Chicken Cock Whiskey Unveils First Wheated Bourbon
The historic Chicken Cock Whiskey brand, which dates back to 1856, has introduced its first-ever wheated bourbon. The new release adds a wheated mash bill to its core portfolio, marking a significant product expansion for the Kentucky distiller.

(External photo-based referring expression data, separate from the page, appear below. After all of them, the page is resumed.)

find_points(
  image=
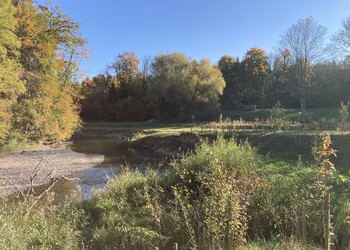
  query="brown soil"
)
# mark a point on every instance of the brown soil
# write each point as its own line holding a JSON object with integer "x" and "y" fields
{"x": 21, "y": 170}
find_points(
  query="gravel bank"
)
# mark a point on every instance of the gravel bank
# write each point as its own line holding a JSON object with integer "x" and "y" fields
{"x": 18, "y": 168}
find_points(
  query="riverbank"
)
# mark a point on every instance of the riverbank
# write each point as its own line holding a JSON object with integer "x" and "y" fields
{"x": 21, "y": 170}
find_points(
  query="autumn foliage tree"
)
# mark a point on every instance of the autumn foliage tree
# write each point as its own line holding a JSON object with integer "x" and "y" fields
{"x": 49, "y": 42}
{"x": 10, "y": 83}
{"x": 39, "y": 48}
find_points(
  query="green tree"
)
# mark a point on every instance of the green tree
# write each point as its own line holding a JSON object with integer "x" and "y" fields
{"x": 169, "y": 86}
{"x": 180, "y": 87}
{"x": 230, "y": 69}
{"x": 304, "y": 44}
{"x": 10, "y": 84}
{"x": 126, "y": 69}
{"x": 341, "y": 40}
{"x": 206, "y": 84}
{"x": 254, "y": 77}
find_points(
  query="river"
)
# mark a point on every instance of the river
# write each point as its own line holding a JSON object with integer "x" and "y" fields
{"x": 117, "y": 154}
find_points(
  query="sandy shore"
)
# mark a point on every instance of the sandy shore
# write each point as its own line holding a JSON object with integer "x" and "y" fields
{"x": 18, "y": 168}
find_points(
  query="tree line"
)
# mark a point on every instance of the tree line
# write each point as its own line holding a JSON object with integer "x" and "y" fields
{"x": 171, "y": 87}
{"x": 41, "y": 98}
{"x": 39, "y": 50}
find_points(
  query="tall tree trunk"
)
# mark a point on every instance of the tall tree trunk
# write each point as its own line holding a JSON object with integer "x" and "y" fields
{"x": 302, "y": 109}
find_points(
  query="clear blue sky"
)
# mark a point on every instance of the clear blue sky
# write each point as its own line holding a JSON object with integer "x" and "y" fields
{"x": 196, "y": 28}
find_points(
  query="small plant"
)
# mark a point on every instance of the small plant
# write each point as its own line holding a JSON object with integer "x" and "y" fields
{"x": 326, "y": 171}
{"x": 277, "y": 116}
{"x": 344, "y": 115}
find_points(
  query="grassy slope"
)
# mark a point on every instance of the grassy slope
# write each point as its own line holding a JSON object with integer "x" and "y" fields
{"x": 291, "y": 114}
{"x": 284, "y": 145}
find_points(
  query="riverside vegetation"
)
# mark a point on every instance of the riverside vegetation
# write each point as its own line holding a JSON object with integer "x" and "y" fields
{"x": 224, "y": 195}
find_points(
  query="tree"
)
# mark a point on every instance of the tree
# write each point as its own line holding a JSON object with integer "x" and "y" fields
{"x": 127, "y": 71}
{"x": 10, "y": 84}
{"x": 230, "y": 69}
{"x": 254, "y": 77}
{"x": 49, "y": 43}
{"x": 169, "y": 86}
{"x": 341, "y": 40}
{"x": 180, "y": 87}
{"x": 206, "y": 84}
{"x": 304, "y": 44}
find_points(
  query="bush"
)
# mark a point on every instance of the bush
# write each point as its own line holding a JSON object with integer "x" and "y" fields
{"x": 214, "y": 186}
{"x": 42, "y": 227}
{"x": 126, "y": 215}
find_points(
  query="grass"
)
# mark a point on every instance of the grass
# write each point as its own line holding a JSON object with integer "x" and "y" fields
{"x": 15, "y": 145}
{"x": 314, "y": 114}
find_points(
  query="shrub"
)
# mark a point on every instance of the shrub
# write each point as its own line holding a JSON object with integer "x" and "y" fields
{"x": 213, "y": 189}
{"x": 42, "y": 227}
{"x": 126, "y": 215}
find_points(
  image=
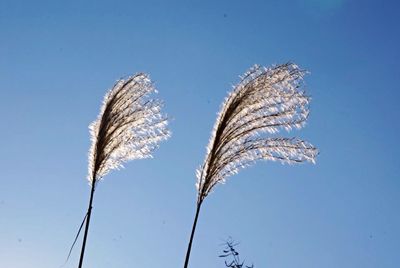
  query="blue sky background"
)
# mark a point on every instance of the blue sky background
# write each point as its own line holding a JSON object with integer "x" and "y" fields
{"x": 58, "y": 58}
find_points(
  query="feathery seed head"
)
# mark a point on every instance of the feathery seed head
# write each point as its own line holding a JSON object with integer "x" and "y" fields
{"x": 266, "y": 100}
{"x": 129, "y": 126}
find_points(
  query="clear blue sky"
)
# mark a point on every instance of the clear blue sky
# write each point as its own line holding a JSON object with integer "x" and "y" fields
{"x": 58, "y": 58}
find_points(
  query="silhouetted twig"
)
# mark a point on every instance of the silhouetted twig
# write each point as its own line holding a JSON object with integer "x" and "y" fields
{"x": 232, "y": 259}
{"x": 266, "y": 100}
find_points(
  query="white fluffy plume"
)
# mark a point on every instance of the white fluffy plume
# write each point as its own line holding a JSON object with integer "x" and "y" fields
{"x": 265, "y": 101}
{"x": 129, "y": 126}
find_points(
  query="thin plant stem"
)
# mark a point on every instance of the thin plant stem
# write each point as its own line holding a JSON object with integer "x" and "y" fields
{"x": 192, "y": 235}
{"x": 89, "y": 213}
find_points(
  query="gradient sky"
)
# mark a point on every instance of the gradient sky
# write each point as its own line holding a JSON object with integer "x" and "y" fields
{"x": 58, "y": 58}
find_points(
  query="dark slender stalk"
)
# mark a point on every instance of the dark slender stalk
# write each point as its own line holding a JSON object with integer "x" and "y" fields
{"x": 192, "y": 235}
{"x": 89, "y": 212}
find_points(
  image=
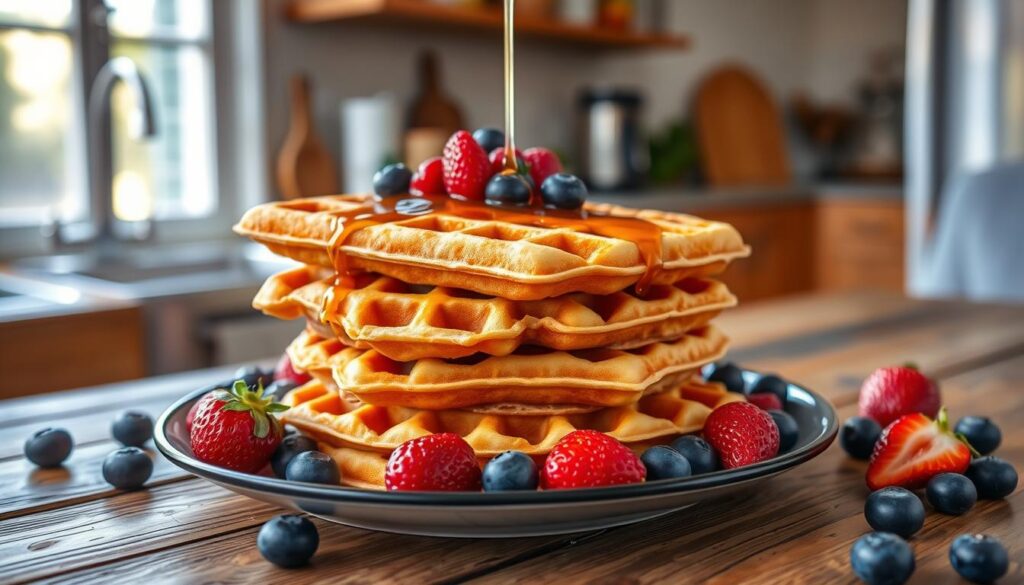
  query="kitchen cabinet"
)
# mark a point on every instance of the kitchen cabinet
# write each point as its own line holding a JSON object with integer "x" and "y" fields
{"x": 781, "y": 237}
{"x": 829, "y": 243}
{"x": 71, "y": 350}
{"x": 859, "y": 244}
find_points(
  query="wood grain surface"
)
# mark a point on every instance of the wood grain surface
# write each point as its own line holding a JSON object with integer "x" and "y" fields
{"x": 67, "y": 526}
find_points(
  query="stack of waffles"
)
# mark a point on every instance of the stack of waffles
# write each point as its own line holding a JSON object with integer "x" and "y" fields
{"x": 509, "y": 332}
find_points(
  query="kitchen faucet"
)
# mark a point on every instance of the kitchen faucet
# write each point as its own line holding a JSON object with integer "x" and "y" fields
{"x": 99, "y": 155}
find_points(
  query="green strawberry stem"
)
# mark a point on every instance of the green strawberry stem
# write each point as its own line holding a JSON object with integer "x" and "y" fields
{"x": 241, "y": 399}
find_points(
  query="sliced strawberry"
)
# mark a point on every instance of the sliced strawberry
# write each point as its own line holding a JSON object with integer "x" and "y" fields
{"x": 466, "y": 166}
{"x": 912, "y": 450}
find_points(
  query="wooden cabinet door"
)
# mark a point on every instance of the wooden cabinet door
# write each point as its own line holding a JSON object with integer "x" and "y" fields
{"x": 781, "y": 238}
{"x": 860, "y": 245}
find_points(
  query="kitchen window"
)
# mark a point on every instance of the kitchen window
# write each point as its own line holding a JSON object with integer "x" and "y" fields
{"x": 182, "y": 174}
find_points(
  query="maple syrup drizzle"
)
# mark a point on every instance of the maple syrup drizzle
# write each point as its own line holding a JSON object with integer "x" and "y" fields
{"x": 645, "y": 235}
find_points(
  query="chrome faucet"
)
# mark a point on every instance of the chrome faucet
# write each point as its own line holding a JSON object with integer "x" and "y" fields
{"x": 104, "y": 231}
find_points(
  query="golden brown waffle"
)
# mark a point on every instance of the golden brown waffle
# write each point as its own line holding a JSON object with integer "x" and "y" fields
{"x": 361, "y": 436}
{"x": 492, "y": 257}
{"x": 407, "y": 323}
{"x": 531, "y": 375}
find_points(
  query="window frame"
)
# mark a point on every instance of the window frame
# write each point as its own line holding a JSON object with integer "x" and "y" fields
{"x": 241, "y": 176}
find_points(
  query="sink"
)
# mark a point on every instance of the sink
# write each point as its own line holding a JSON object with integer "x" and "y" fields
{"x": 156, "y": 272}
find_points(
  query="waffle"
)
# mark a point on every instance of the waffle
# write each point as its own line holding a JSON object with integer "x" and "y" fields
{"x": 530, "y": 375}
{"x": 361, "y": 436}
{"x": 406, "y": 323}
{"x": 494, "y": 257}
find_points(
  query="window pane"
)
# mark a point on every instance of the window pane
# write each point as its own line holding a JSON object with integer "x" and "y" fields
{"x": 178, "y": 18}
{"x": 55, "y": 13}
{"x": 171, "y": 174}
{"x": 39, "y": 133}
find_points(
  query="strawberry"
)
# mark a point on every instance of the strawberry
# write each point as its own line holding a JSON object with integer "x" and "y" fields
{"x": 497, "y": 158}
{"x": 590, "y": 459}
{"x": 233, "y": 429}
{"x": 466, "y": 166}
{"x": 892, "y": 392}
{"x": 543, "y": 163}
{"x": 912, "y": 450}
{"x": 765, "y": 401}
{"x": 429, "y": 178}
{"x": 441, "y": 462}
{"x": 742, "y": 434}
{"x": 285, "y": 370}
{"x": 192, "y": 412}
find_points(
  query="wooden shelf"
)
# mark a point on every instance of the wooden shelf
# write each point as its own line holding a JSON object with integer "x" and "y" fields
{"x": 425, "y": 12}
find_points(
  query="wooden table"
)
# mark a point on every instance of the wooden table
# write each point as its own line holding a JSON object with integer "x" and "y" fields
{"x": 68, "y": 526}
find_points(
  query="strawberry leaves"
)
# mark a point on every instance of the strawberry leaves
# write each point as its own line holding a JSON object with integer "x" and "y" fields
{"x": 259, "y": 405}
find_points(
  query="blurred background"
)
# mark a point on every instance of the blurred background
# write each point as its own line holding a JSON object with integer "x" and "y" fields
{"x": 873, "y": 144}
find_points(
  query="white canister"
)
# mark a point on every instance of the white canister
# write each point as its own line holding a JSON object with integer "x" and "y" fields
{"x": 369, "y": 139}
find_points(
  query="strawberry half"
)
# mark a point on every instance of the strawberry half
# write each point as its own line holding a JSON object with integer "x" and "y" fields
{"x": 912, "y": 450}
{"x": 466, "y": 166}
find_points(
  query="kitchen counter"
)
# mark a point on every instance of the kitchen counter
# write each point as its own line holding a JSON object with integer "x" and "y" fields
{"x": 67, "y": 525}
{"x": 696, "y": 200}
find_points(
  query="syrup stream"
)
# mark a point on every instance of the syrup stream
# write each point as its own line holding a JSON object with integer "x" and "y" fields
{"x": 645, "y": 235}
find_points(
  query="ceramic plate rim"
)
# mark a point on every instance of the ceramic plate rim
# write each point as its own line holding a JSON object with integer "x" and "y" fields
{"x": 341, "y": 494}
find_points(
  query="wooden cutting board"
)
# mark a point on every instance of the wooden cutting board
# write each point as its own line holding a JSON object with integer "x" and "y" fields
{"x": 305, "y": 167}
{"x": 739, "y": 129}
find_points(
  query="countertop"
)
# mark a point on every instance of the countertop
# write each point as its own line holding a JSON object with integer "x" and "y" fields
{"x": 695, "y": 200}
{"x": 67, "y": 525}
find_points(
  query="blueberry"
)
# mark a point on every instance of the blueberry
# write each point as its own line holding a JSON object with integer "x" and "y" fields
{"x": 289, "y": 448}
{"x": 895, "y": 509}
{"x": 788, "y": 432}
{"x": 253, "y": 374}
{"x": 392, "y": 179}
{"x": 488, "y": 138}
{"x": 730, "y": 375}
{"x": 665, "y": 463}
{"x": 981, "y": 432}
{"x": 882, "y": 558}
{"x": 132, "y": 428}
{"x": 49, "y": 447}
{"x": 951, "y": 493}
{"x": 281, "y": 387}
{"x": 978, "y": 557}
{"x": 510, "y": 470}
{"x": 563, "y": 191}
{"x": 127, "y": 468}
{"x": 288, "y": 540}
{"x": 858, "y": 436}
{"x": 993, "y": 477}
{"x": 774, "y": 384}
{"x": 507, "y": 190}
{"x": 312, "y": 467}
{"x": 698, "y": 453}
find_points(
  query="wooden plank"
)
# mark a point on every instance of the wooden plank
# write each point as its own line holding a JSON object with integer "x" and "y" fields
{"x": 862, "y": 345}
{"x": 28, "y": 489}
{"x": 798, "y": 528}
{"x": 185, "y": 526}
{"x": 471, "y": 18}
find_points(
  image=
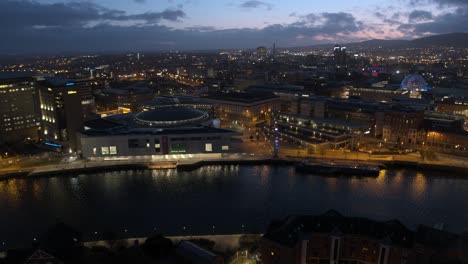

By swapping rye for wheat in its grain recipe, Chicken Cock's new five-year-old bourbon offers a softer and sweeter flavor profile than its traditional rye-heavy mash bills. This wheated bourbon is bottled at 94-proof (47% ABV) and is made from a mash bill of 68% corn, 20% wheat, and 12% malted barley. The brand, originally established in Paris, Kentucky, in 1856, has a storied past. During Prohibition, it gained notoriety as the house whiskey of the Cotton Club, a famous speakeasy in Harlem. The whiskey was often smuggled in tin cans to avoid detection, a detail Duke Ellington noted in his memoirs. After a distillery fire in the 1950s, the brand disappeared for decades. In 2012, Grain & Barrel Spirits CEO Matti Anttila acquired and revived the historic label, aiming to restore it to its Prohibition-era prominence. Under the guidance of Master Distiller Gregg Snyder, the modern iteration of Chicken Cock is distilled at the Bardstown Bourbon Company in Kentucky. Snyder, a whiskey industry veteran of over 45 years, controls the entire process, from the recipe to hand-selecting the oak for the barrels.